Protesting, scolding, Carolus came down the street. He was with several other veterans, and all were complaining bitterly about the lack of accommodations. The lady looked at Carolus's untidiness, then back at the blind man.

"I can take you both," she said. "My name is Mrs. James, and I live on the college campus. Anybody can direct you. Tell the maid I sent you."

Mrs. James's house was large, and in it the two old men found a comfortable room, distinguished and delightful company, and a heart-warming dinner. There were five other guests, who like themselves had neglected to engage rooms beforehand—a famous general of the Civil War and four lesser officers. Professor James made them all welcome, and the two small boys made it plain that this was the greatest occasion of their lives. The dinner-table was arranged in a way which Carolus Depew had never seen; it was lit by candles and decked with the best of the asters from Mrs. James's garden. The officers wore their uniforms, Mrs. James her prettiest dress. Carolus appreciated all the grandeur, but he insisted to the blind man that it was only their due. It was paying a debt which society owed the veteran.

"This professor didn't fight," argued Carolus. "Why shouldn't he do this for us? They oughtn't to charge us a cent. But I bet they will."

Gunner Criswell, refreshed and restored, was wholly grateful. He listened to the pleasant talk, he heard with delight the lovely voice of his hostess, he felt beside him the fresh young body of his hostess's little son. Even the touch of the silver and china pleased him. His wife had brought from her home a few plates as delicate, a few spoons as heavy, and they had had long since to be sold.

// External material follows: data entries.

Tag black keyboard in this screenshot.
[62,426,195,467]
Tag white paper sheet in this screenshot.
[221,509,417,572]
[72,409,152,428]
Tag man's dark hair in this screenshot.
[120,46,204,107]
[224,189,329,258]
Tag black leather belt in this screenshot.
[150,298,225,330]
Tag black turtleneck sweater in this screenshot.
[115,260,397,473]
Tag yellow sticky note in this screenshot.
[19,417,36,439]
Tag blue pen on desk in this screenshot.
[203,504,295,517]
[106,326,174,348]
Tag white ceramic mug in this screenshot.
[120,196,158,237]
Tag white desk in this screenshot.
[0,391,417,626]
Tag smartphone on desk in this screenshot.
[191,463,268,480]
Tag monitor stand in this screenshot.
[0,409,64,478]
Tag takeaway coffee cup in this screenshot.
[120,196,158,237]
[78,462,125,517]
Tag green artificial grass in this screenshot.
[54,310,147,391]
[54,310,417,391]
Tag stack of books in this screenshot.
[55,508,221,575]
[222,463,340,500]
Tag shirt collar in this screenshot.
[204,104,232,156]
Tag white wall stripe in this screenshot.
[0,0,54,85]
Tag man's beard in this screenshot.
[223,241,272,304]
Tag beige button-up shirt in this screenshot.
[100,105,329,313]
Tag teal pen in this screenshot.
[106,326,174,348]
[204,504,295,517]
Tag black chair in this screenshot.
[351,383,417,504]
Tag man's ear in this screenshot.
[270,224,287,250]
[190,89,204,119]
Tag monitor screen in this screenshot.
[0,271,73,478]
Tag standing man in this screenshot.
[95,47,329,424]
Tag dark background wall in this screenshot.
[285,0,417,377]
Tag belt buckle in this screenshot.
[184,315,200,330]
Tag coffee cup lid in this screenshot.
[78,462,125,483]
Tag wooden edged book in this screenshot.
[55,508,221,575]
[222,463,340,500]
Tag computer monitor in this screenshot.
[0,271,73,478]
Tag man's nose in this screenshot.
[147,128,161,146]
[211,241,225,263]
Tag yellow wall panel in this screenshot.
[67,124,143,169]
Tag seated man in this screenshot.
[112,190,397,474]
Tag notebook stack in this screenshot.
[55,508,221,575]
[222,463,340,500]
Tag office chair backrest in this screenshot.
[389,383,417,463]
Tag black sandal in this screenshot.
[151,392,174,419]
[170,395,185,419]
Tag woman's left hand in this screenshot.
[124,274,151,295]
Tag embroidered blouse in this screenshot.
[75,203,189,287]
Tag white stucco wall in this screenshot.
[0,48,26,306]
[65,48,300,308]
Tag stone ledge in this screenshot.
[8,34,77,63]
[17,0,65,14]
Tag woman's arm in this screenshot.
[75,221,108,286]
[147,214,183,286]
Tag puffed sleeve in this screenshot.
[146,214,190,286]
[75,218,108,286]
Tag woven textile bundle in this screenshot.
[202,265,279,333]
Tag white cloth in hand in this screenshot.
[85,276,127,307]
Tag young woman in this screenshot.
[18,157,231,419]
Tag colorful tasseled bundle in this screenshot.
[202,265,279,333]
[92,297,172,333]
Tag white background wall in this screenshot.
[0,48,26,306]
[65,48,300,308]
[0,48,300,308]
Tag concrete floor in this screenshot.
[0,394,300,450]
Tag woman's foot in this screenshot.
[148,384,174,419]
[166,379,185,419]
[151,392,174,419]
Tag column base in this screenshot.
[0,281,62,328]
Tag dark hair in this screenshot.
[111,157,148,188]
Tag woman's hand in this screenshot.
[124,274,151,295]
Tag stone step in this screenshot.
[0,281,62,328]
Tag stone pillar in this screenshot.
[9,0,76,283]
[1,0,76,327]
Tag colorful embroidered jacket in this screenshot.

Carolus helped the blind man constantly during the meal; he guided his hand to the bread-plate and gave him portions of food, all of which was entirely unnecessary. The blind man was much more deft than Carolus, and the maid was careful and interested and kind. All the guests except the general watched the blind man with admiration. The general talked busily and constantly at the other end of the table; it was not to be expected that he should notice a private soldier.

It was the general who had first proposed inscribing the names of all the soldiers on the great monument; the monument, though he was not a member of the building committee, was his dearest enterprise. Since the war the general had become a statistician; he was interested in lists and tabulations, he enjoyed making due return for value received, he liked to provide pensions, to place old soldiers comfortably in Soldiers' Homes. The war was long past; his memory had begun to grow dim; to his mind the lives of the soldiers would be completed, rounded, by this tribute, as his own would be by the statue of himself which should some day rise upon this field. It was he who had compiled the lists for this last and greatest roster; about it he talked constantly.

Presently, as the guests finished their coffee, one of the lesser officers asked the man next him a question about a charge, and then Professor James asked another, and the war changed suddenly from a thing of statistics and lists and pensions to what it actually was, a thing of horror, of infinite sacrifice, of heroism. Men drilled and marched and fought and suffered and prayed and were slain. The faces of the raconteurs glowed, the eager voices of the questioners trembled. Once one of the officers made an effort to draw Gunner Criswell into speech, but Gunner Criswell was shy. He sat with his arm round the little boy, the candle-light shining on his beautiful face, listening with his whole soul. With Carolus it was different. Carolus had several times firmly to be interrupted.

In the morning Mrs. James took the blind man for a drive. The air was as fresh and clear as the air of his own mountains; the little boy sat on a stool between his feet and rested his shoulder against his knee. Mrs. James knew the field thoroughly; she made as plain as possible its topography, the main lines, the great charges, the open fields between the two ridges, the mighty rocks of Devil's Den, the almost impenetrable thickets. To Gunner Criswell, Gettysburg had been a little smoke-o'erlaid town seen faintly at the end of a long march, its recollection dimmed afterward by terrible physical pain. He realized now for the first time the great territory which the battle-lines inclosed, he understood the titanic grandeur of the event of which he had been a part, he breathed in also the present and enduring peace. He touched the old muzzle-loading cannon; the little boy guided his hand to the tiny tombstones in the long lines of graves of the unknown; he stood where Lincoln had stood, weary, heart-sick, despairing, in the fall of '63.